Since then, the issue has been the subject of heated debate. Earlier this year, NPR visited a busy Santiago fruit market and found mixed opinions. Monica Daza, a 60-year-old homemaker, said she welcomes a new constitution because the current one “only helps entrepreneurs, not the public.” Lemon seller Juan Carlos Godoy, 47, said “we don’t see how it will change our lives.”
The referendum asks Chileans if they want to get rid of the 1980 Constitution and, if so, how a new one should be drafted. Voters are offered the choice between an entirely new elected constitutional assembly or a hybrid body made up of current legislators and elected citizens.
The discussions are expected to drag on for months as the assembly looks at what kind of country Chile should become now. Once completed, the new constitution will go through a second referendum.
Many Chileans are eager to get rid of the Pinochet-era document because they see it both as a symbol of dictatorship and as the embodiment of an economic system that prioritizes the market economy over social welfare.
The country now has a “historic opportunity” to replace an “illegitimate constitution … determined by a dictator and imposed by force” with a “new social agreement,” said Claudio Nash, professor of international law at the University of Chile.
“In Chile the right to health is not guaranteed as a right,” he said. “What is guaranteed is the freedom of people to choose the health system they want, the public system, the private system, but access to quality medical care is not guaranteed.”
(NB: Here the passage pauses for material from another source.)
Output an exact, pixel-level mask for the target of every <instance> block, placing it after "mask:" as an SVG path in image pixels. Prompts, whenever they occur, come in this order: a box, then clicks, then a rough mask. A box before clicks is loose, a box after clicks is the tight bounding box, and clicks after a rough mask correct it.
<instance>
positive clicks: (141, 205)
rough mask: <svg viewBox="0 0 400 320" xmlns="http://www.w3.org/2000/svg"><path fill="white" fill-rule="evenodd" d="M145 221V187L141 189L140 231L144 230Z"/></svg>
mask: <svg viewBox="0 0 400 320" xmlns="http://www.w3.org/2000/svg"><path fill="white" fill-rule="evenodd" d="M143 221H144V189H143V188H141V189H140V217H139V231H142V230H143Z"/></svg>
“Not getting what was promised”
However, some Chileans debate whether a new constitution will solve the country’s underlying problems.
“My concern is that we are preparing for a process that will ultimately fail and lead people to a greater level of disappointment with the political system, because they are not getting what they were promised they would get,” said political scientist Patricio Navia. , during a Wilson Center discussion last week.
Navia argued that Chileans are primarily looking for the new charter to provide them with expanded social rights. “What they will get is a completely new constitution, and not necessarily a longer bill of rights that can be enforced,” he said.
Navia noted that those who will write the new constitution will not address the cost of the promises it enshrines, and said Chile’s next government will be under heavy pressure because “it is simply going to be impossible to get enough money.”